The tight supply and soaring prices of new cars continue to have ripple effects on the market for used vehicles and on the companies that sell them. A set of disastrous financial results of the online used car company
highlights the problem.
Used vehicles and parts are more scarce because consumers who cannot find new cars to buy at rational prices keep their vehicles longer. Late Monday, Vroom said it lost 95 cents per share in the fourth quarter, more than Wall Street’s forecast of 77 cents, while gross profit per car sold fell nearly in half, to $473 from $878 a year ago. one year old. Vroom said the drop reflected higher acquisition costs for high-end vehicles, as well as higher refurbishment costs due to labor shortages and “high demand” for refurbishment services. third.

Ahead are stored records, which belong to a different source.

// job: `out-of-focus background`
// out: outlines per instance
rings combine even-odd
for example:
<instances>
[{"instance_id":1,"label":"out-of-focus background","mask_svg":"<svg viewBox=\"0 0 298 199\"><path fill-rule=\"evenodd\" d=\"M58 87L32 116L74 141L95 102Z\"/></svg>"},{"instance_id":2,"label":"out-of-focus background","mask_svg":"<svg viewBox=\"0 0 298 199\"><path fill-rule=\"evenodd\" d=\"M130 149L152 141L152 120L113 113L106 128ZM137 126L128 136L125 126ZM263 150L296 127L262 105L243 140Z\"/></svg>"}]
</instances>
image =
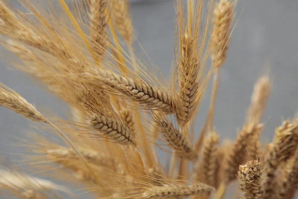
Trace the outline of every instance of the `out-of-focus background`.
<instances>
[{"instance_id":1,"label":"out-of-focus background","mask_svg":"<svg viewBox=\"0 0 298 199\"><path fill-rule=\"evenodd\" d=\"M16 3L17 0L11 0ZM166 77L173 61L175 19L172 0L133 0L135 33L153 63ZM272 92L262 121L263 142L270 141L275 127L292 118L298 110L298 1L238 0L237 24L229 44L227 59L221 71L221 85L215 106L214 124L221 138L234 139L243 124L255 81L269 71ZM0 82L34 103L42 112L67 115L68 106L44 91L28 77L0 60ZM269 67L268 67L269 66ZM198 133L209 106L211 84L195 120ZM17 151L7 146L32 123L0 107L0 150L12 158ZM83 198L84 197L83 197Z\"/></svg>"}]
</instances>

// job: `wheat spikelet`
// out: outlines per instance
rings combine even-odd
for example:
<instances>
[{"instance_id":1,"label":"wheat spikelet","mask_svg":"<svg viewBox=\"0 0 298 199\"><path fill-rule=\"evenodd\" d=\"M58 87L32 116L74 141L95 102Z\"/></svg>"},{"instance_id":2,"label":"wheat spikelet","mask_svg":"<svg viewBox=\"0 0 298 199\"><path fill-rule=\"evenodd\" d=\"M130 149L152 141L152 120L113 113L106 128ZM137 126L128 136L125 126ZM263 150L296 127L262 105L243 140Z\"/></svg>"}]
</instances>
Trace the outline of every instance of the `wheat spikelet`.
<instances>
[{"instance_id":1,"label":"wheat spikelet","mask_svg":"<svg viewBox=\"0 0 298 199\"><path fill-rule=\"evenodd\" d=\"M132 41L133 22L128 14L126 0L111 0L110 3L111 17L119 34L128 43Z\"/></svg>"},{"instance_id":2,"label":"wheat spikelet","mask_svg":"<svg viewBox=\"0 0 298 199\"><path fill-rule=\"evenodd\" d=\"M198 154L195 152L194 149L186 138L179 130L175 129L168 120L165 118L157 119L156 122L166 142L175 151L178 156L193 161L198 158Z\"/></svg>"},{"instance_id":3,"label":"wheat spikelet","mask_svg":"<svg viewBox=\"0 0 298 199\"><path fill-rule=\"evenodd\" d=\"M90 117L88 124L120 144L136 145L130 129L120 119L103 115L93 115Z\"/></svg>"},{"instance_id":4,"label":"wheat spikelet","mask_svg":"<svg viewBox=\"0 0 298 199\"><path fill-rule=\"evenodd\" d=\"M269 199L275 195L273 185L276 183L276 172L279 166L294 155L298 142L298 126L289 120L284 121L277 127L273 142L270 144L268 154L265 159L266 180L264 187L264 198Z\"/></svg>"},{"instance_id":5,"label":"wheat spikelet","mask_svg":"<svg viewBox=\"0 0 298 199\"><path fill-rule=\"evenodd\" d=\"M209 133L204 141L197 180L217 187L219 163L218 159L219 136L215 132Z\"/></svg>"},{"instance_id":6,"label":"wheat spikelet","mask_svg":"<svg viewBox=\"0 0 298 199\"><path fill-rule=\"evenodd\" d=\"M196 113L206 84L211 75L211 67L204 78L206 60L210 51L210 41L207 40L208 27L210 22L211 6L208 6L205 20L203 19L204 2L200 0L189 2L193 5L188 7L187 20L184 14L182 1L177 0L177 16L179 52L177 68L179 103L176 110L178 122L183 126L191 120ZM212 4L213 1L210 2ZM204 13L205 14L205 13ZM206 48L206 50L203 49Z\"/></svg>"},{"instance_id":7,"label":"wheat spikelet","mask_svg":"<svg viewBox=\"0 0 298 199\"><path fill-rule=\"evenodd\" d=\"M136 199L166 199L188 197L203 193L211 194L215 191L213 187L203 183L193 183L189 185L163 185L162 187L153 187L144 190Z\"/></svg>"},{"instance_id":8,"label":"wheat spikelet","mask_svg":"<svg viewBox=\"0 0 298 199\"><path fill-rule=\"evenodd\" d=\"M248 126L243 126L232 145L230 153L227 157L226 165L225 165L225 181L227 183L236 178L237 167L243 164L242 162L245 160L251 134L250 130Z\"/></svg>"},{"instance_id":9,"label":"wheat spikelet","mask_svg":"<svg viewBox=\"0 0 298 199\"><path fill-rule=\"evenodd\" d=\"M233 6L234 3L229 0L220 0L213 11L211 57L215 67L222 66L226 59L228 33L234 14Z\"/></svg>"},{"instance_id":10,"label":"wheat spikelet","mask_svg":"<svg viewBox=\"0 0 298 199\"><path fill-rule=\"evenodd\" d=\"M94 42L92 47L97 61L100 63L107 48L106 34L108 19L105 9L107 7L107 0L90 0L90 39Z\"/></svg>"},{"instance_id":11,"label":"wheat spikelet","mask_svg":"<svg viewBox=\"0 0 298 199\"><path fill-rule=\"evenodd\" d=\"M131 110L127 108L123 108L120 111L120 116L128 125L133 135L136 135L135 128L135 122L134 121L134 115Z\"/></svg>"},{"instance_id":12,"label":"wheat spikelet","mask_svg":"<svg viewBox=\"0 0 298 199\"><path fill-rule=\"evenodd\" d=\"M105 90L112 94L115 95L115 92L122 94L121 97L152 109L162 110L166 113L173 111L173 100L169 92L153 87L137 78L129 78L106 70L98 69L93 73L78 74L79 81L104 86ZM78 77L72 75L69 78L77 81Z\"/></svg>"},{"instance_id":13,"label":"wheat spikelet","mask_svg":"<svg viewBox=\"0 0 298 199\"><path fill-rule=\"evenodd\" d=\"M188 33L182 36L179 93L183 109L178 115L179 123L182 125L188 121L192 116L200 86L197 81L200 66L197 63L198 53L194 43L196 41Z\"/></svg>"},{"instance_id":14,"label":"wheat spikelet","mask_svg":"<svg viewBox=\"0 0 298 199\"><path fill-rule=\"evenodd\" d=\"M26 100L4 85L0 85L0 105L35 121L46 122L46 118Z\"/></svg>"},{"instance_id":15,"label":"wheat spikelet","mask_svg":"<svg viewBox=\"0 0 298 199\"><path fill-rule=\"evenodd\" d=\"M257 160L251 160L245 165L240 165L238 171L240 189L245 199L262 199L262 167Z\"/></svg>"}]
</instances>

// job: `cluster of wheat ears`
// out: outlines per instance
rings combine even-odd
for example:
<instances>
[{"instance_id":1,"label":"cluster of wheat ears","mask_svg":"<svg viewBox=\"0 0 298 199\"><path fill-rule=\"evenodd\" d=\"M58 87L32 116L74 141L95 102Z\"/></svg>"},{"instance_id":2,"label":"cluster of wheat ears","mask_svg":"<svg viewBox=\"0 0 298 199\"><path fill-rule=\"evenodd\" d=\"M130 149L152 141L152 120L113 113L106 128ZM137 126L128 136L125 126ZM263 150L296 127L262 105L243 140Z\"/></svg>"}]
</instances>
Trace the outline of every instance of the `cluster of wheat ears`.
<instances>
[{"instance_id":1,"label":"cluster of wheat ears","mask_svg":"<svg viewBox=\"0 0 298 199\"><path fill-rule=\"evenodd\" d=\"M94 198L219 199L235 180L246 199L293 198L298 119L283 121L273 142L262 147L267 75L254 86L236 139L219 145L214 107L235 2L204 1L190 0L186 8L182 0L175 3L175 61L166 80L136 50L125 0L77 1L71 10L59 0L58 10L50 2L45 8L22 0L21 12L0 0L1 44L19 58L8 61L69 103L72 113L68 120L46 116L1 85L0 105L39 122L45 131L22 140L28 152L23 165L70 185L80 182ZM212 77L209 112L198 130L193 120ZM171 158L166 166L157 147ZM12 165L5 168L0 190L7 197L76 197L69 188Z\"/></svg>"}]
</instances>

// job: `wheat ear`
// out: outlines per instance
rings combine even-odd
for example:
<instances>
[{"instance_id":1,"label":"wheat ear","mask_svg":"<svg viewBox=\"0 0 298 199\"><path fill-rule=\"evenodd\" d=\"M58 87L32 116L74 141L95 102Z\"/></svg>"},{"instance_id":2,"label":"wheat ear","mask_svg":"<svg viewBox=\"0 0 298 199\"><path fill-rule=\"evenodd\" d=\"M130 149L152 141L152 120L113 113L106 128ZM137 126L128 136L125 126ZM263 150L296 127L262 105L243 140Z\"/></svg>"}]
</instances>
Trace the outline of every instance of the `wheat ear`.
<instances>
[{"instance_id":1,"label":"wheat ear","mask_svg":"<svg viewBox=\"0 0 298 199\"><path fill-rule=\"evenodd\" d=\"M273 185L275 181L276 172L281 164L289 160L296 152L298 142L298 126L291 123L289 120L284 121L277 127L273 142L270 144L268 154L265 159L266 178L264 188L264 199L270 199L275 195Z\"/></svg>"},{"instance_id":2,"label":"wheat ear","mask_svg":"<svg viewBox=\"0 0 298 199\"><path fill-rule=\"evenodd\" d=\"M138 102L152 109L171 113L173 100L169 92L154 87L141 79L131 79L106 70L98 69L94 74L85 73L71 75L68 78L87 84L104 86L105 90L112 94L121 94L121 97Z\"/></svg>"},{"instance_id":3,"label":"wheat ear","mask_svg":"<svg viewBox=\"0 0 298 199\"><path fill-rule=\"evenodd\" d=\"M0 105L35 121L46 122L46 118L26 100L3 85L0 86Z\"/></svg>"},{"instance_id":4,"label":"wheat ear","mask_svg":"<svg viewBox=\"0 0 298 199\"><path fill-rule=\"evenodd\" d=\"M259 124L252 127L251 136L247 146L248 151L247 155L249 159L259 160L263 157L263 149L260 141L260 134L263 128L263 124Z\"/></svg>"},{"instance_id":5,"label":"wheat ear","mask_svg":"<svg viewBox=\"0 0 298 199\"><path fill-rule=\"evenodd\" d=\"M145 190L140 199L166 199L188 197L203 193L214 192L214 188L203 183L193 183L190 185L163 185Z\"/></svg>"},{"instance_id":6,"label":"wheat ear","mask_svg":"<svg viewBox=\"0 0 298 199\"><path fill-rule=\"evenodd\" d=\"M120 118L93 114L90 117L88 124L118 143L136 145L130 128Z\"/></svg>"},{"instance_id":7,"label":"wheat ear","mask_svg":"<svg viewBox=\"0 0 298 199\"><path fill-rule=\"evenodd\" d=\"M193 161L198 158L198 154L195 152L193 147L181 132L174 128L168 120L156 119L156 122L166 142L175 150L177 156Z\"/></svg>"},{"instance_id":8,"label":"wheat ear","mask_svg":"<svg viewBox=\"0 0 298 199\"><path fill-rule=\"evenodd\" d=\"M127 108L123 108L120 111L120 116L130 127L132 134L134 136L136 135L136 126L134 121L134 115L131 110Z\"/></svg>"},{"instance_id":9,"label":"wheat ear","mask_svg":"<svg viewBox=\"0 0 298 199\"><path fill-rule=\"evenodd\" d=\"M262 174L261 163L257 160L251 160L239 166L238 178L245 199L263 198Z\"/></svg>"},{"instance_id":10,"label":"wheat ear","mask_svg":"<svg viewBox=\"0 0 298 199\"><path fill-rule=\"evenodd\" d=\"M236 179L237 167L243 164L247 154L247 147L251 134L251 129L247 126L243 126L238 133L237 138L232 145L230 153L226 157L227 162L225 169L226 183Z\"/></svg>"},{"instance_id":11,"label":"wheat ear","mask_svg":"<svg viewBox=\"0 0 298 199\"><path fill-rule=\"evenodd\" d=\"M119 34L127 43L133 35L133 22L128 14L128 5L125 0L112 0L110 3L112 18Z\"/></svg>"},{"instance_id":12,"label":"wheat ear","mask_svg":"<svg viewBox=\"0 0 298 199\"><path fill-rule=\"evenodd\" d=\"M219 136L215 132L211 132L206 138L197 176L197 180L214 187L217 187L219 180L218 176L219 141Z\"/></svg>"},{"instance_id":13,"label":"wheat ear","mask_svg":"<svg viewBox=\"0 0 298 199\"><path fill-rule=\"evenodd\" d=\"M89 3L90 39L97 61L100 63L108 47L106 33L108 19L105 11L107 7L107 1L90 0Z\"/></svg>"},{"instance_id":14,"label":"wheat ear","mask_svg":"<svg viewBox=\"0 0 298 199\"><path fill-rule=\"evenodd\" d=\"M226 59L228 34L233 21L234 3L220 0L213 11L213 29L211 35L211 58L215 67L223 65Z\"/></svg>"}]
</instances>

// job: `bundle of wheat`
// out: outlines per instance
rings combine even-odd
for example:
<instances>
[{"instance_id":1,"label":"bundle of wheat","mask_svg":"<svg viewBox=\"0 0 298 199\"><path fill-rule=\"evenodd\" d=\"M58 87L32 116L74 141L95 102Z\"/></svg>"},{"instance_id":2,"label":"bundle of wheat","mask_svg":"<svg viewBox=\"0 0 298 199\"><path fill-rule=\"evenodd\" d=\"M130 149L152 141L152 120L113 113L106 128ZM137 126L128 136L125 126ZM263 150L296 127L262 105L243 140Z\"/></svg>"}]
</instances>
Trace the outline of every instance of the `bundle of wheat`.
<instances>
[{"instance_id":1,"label":"bundle of wheat","mask_svg":"<svg viewBox=\"0 0 298 199\"><path fill-rule=\"evenodd\" d=\"M227 55L235 2L189 0L185 9L177 0L170 82L135 55L126 1L87 0L86 9L78 1L74 12L64 0L59 0L63 11L59 12L51 5L44 9L29 0L21 2L30 15L0 0L0 33L5 36L1 44L22 62L15 66L69 103L74 116L67 121L45 116L0 85L0 105L51 129L24 145L30 152L26 160L34 169L54 171L44 173L67 184L80 182L94 198L219 199L237 178L243 198L294 197L298 120L277 127L267 148L259 140L271 87L267 76L255 84L235 140L220 145L213 129L218 75ZM193 142L192 121L212 75L209 113ZM172 156L167 167L156 152L161 146ZM19 198L62 198L56 193L59 191L75 197L62 186L16 170L0 172L0 189Z\"/></svg>"}]
</instances>

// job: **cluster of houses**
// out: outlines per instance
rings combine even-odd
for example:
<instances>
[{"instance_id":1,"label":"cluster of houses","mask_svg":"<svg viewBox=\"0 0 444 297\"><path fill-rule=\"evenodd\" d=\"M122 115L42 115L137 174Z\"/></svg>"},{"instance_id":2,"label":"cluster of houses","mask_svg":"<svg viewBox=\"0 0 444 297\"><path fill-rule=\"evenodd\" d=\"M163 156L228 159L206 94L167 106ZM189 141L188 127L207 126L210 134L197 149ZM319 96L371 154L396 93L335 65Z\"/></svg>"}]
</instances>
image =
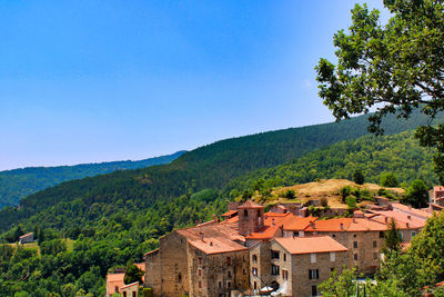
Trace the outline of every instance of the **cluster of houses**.
<instances>
[{"instance_id":1,"label":"cluster of houses","mask_svg":"<svg viewBox=\"0 0 444 297\"><path fill-rule=\"evenodd\" d=\"M265 212L251 200L231 202L221 219L214 216L161 237L159 249L145 254L143 286L165 297L317 296L319 285L335 269L376 271L392 219L406 247L433 211L442 209L434 200L425 209L383 197L375 201L365 212L332 219L301 216L295 204Z\"/></svg>"}]
</instances>

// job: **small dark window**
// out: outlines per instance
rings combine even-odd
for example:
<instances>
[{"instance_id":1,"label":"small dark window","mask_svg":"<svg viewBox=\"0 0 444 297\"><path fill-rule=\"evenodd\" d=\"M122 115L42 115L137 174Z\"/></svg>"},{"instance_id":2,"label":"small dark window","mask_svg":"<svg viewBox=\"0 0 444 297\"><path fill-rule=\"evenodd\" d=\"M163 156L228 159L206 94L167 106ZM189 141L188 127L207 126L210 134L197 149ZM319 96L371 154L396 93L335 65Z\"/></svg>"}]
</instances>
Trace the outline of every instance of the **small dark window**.
<instances>
[{"instance_id":1,"label":"small dark window","mask_svg":"<svg viewBox=\"0 0 444 297\"><path fill-rule=\"evenodd\" d=\"M271 275L272 276L279 276L279 266L276 265L271 265Z\"/></svg>"},{"instance_id":2,"label":"small dark window","mask_svg":"<svg viewBox=\"0 0 444 297\"><path fill-rule=\"evenodd\" d=\"M231 257L226 257L226 265L231 265Z\"/></svg>"},{"instance_id":3,"label":"small dark window","mask_svg":"<svg viewBox=\"0 0 444 297\"><path fill-rule=\"evenodd\" d=\"M309 279L319 279L319 269L310 269Z\"/></svg>"},{"instance_id":4,"label":"small dark window","mask_svg":"<svg viewBox=\"0 0 444 297\"><path fill-rule=\"evenodd\" d=\"M272 259L279 259L279 251L278 250L272 250L271 251L271 258Z\"/></svg>"},{"instance_id":5,"label":"small dark window","mask_svg":"<svg viewBox=\"0 0 444 297\"><path fill-rule=\"evenodd\" d=\"M258 256L253 255L253 263L258 263Z\"/></svg>"},{"instance_id":6,"label":"small dark window","mask_svg":"<svg viewBox=\"0 0 444 297\"><path fill-rule=\"evenodd\" d=\"M312 296L317 296L317 288L316 288L316 286L312 286Z\"/></svg>"}]
</instances>

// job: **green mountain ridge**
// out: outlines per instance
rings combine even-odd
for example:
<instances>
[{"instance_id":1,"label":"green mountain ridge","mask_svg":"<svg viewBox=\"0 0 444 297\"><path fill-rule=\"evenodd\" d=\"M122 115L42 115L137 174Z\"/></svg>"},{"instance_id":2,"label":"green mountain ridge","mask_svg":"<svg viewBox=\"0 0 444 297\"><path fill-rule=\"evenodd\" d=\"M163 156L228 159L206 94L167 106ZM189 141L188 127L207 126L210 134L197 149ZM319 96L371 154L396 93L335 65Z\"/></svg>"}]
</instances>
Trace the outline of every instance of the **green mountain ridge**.
<instances>
[{"instance_id":1,"label":"green mountain ridge","mask_svg":"<svg viewBox=\"0 0 444 297\"><path fill-rule=\"evenodd\" d=\"M137 161L125 160L74 166L27 167L0 171L0 209L4 206L17 206L21 198L63 181L104 175L115 170L129 170L169 164L184 152L182 150L167 156Z\"/></svg>"},{"instance_id":2,"label":"green mountain ridge","mask_svg":"<svg viewBox=\"0 0 444 297\"><path fill-rule=\"evenodd\" d=\"M386 133L391 135L416 128L426 121L427 118L416 111L407 120L392 115L383 123ZM130 211L140 210L159 201L169 202L190 190L222 189L233 178L248 172L271 168L315 149L367 135L367 116L361 116L341 122L232 138L183 154L169 165L62 182L22 199L20 210L6 208L0 211L3 218L0 230L34 215L39 218L36 222L46 221L50 227L67 230L97 221L103 214L114 214L122 207ZM91 206L94 208L91 209ZM71 211L72 208L77 210ZM57 220L56 217L61 214L69 214L69 222Z\"/></svg>"},{"instance_id":3,"label":"green mountain ridge","mask_svg":"<svg viewBox=\"0 0 444 297\"><path fill-rule=\"evenodd\" d=\"M41 256L20 248L13 255L12 247L0 245L0 259L4 259L0 291L43 297L82 290L82 295L103 296L110 267L143 260L147 251L159 246L160 236L224 212L229 200L258 185L266 192L273 186L347 177L356 167L367 181L377 180L385 170L395 171L400 181L428 178L432 152L417 146L411 129L422 118L413 119L397 128L387 125L391 133L379 138L366 133L362 117L223 140L169 165L88 177L39 191L22 199L20 210L0 211L0 228L7 230L1 241L16 240L20 231L36 231L41 241ZM65 237L74 240L71 249L60 239ZM23 280L23 275L30 277Z\"/></svg>"}]
</instances>

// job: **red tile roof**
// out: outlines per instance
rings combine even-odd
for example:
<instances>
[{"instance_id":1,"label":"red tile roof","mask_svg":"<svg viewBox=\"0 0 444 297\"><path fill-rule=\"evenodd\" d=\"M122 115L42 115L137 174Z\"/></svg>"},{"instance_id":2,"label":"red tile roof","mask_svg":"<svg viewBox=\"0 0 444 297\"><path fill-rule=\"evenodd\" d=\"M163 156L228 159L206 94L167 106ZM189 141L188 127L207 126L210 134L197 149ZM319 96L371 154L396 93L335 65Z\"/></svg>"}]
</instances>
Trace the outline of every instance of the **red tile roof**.
<instances>
[{"instance_id":1,"label":"red tile roof","mask_svg":"<svg viewBox=\"0 0 444 297\"><path fill-rule=\"evenodd\" d=\"M239 208L243 209L243 208L265 208L265 207L263 205L258 205L258 204L253 202L252 200L248 200L246 202L241 205Z\"/></svg>"},{"instance_id":2,"label":"red tile roof","mask_svg":"<svg viewBox=\"0 0 444 297\"><path fill-rule=\"evenodd\" d=\"M239 231L224 224L193 227L175 231L186 238L190 245L208 255L248 250L245 246L234 241L245 240L239 235Z\"/></svg>"},{"instance_id":3,"label":"red tile roof","mask_svg":"<svg viewBox=\"0 0 444 297\"><path fill-rule=\"evenodd\" d=\"M305 228L309 232L337 232L337 231L384 231L386 225L370 220L369 218L335 218L316 220Z\"/></svg>"},{"instance_id":4,"label":"red tile roof","mask_svg":"<svg viewBox=\"0 0 444 297\"><path fill-rule=\"evenodd\" d=\"M283 228L287 231L302 231L306 227L309 227L311 221L315 221L316 219L317 218L315 217L301 218L296 216L291 216L283 221Z\"/></svg>"},{"instance_id":5,"label":"red tile roof","mask_svg":"<svg viewBox=\"0 0 444 297\"><path fill-rule=\"evenodd\" d=\"M330 236L281 237L274 240L293 255L349 250Z\"/></svg>"},{"instance_id":6,"label":"red tile roof","mask_svg":"<svg viewBox=\"0 0 444 297\"><path fill-rule=\"evenodd\" d=\"M221 215L221 217L231 217L235 214L238 214L238 210L229 210L225 214Z\"/></svg>"}]
</instances>

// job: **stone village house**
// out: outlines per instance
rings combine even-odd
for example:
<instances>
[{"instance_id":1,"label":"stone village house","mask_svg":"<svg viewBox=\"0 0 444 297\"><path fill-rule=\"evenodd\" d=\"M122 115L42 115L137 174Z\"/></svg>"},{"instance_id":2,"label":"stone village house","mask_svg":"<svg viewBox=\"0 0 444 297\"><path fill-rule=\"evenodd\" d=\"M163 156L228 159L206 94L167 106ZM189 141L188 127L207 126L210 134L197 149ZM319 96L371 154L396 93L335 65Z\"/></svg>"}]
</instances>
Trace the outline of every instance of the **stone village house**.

The larger-than-expected loss came even though revenue was $934.5 million, up 130% from a year ago, and ahead of Street’s consensus forecast of 901, $9 million. This includes $738.7 million from the company’s core e-commerce unit, up 159.2%. (The company also sells some cars wholesale and through more traditional outlets.) Vroom (ticker: VRM) sold 21,243 cars through the e-commerce segment during the quarter, up 92.7% from to the previous year.
To make matters worse, Vroom sees first-quarter revenue of $875 million, well below Street’s previous consensus of $1.04 billion. Management expects e-commerce unit sales to be between 18,000 and 19,000.
In response to the news, Wells Fargo analyst Zachary Fadem downgraded his rating on the stock to Equal Weight from Overweight, cutting his price target to $6 from $16. “We find our Vroom bull case increasingly difficult to defend,” he said in a research note. The sharp drop in gross profit per vehicle was “another operational misstep in a long series of forgettable results” since the company went public in June 2020, he said.
“While we are admittedly (and embarrassingly) slow to see the writing on the wall, we believe the macro narrative is too difficult, the operational hurdles seem too great, and the long-term earnings trajectory too uncertain to continue. to recommend actions,” Fadem said.
JP Morgan analyst Rajat Gupta, who has a neutral rating on Vroom shares, said the company also missed Street’s estimates for earnings before interest, taxes, depreciation and amortization, with a loss of $120 million. dollars, beating Street’s projection of a loss of $98 million. . There seems little hope for a near-term improvement in investor sentiment, given inconsistent execution, high spending levels and an outlook “which remains uncertain in a constrained labor and logistics environment.”
Vroom went public in June 2020 at $22 per share. It opened at $40.24, closing at a record high of $73.87 in September of that year, but continued to fall further and further. On Tuesday, the stock was down 42%, at $3.53.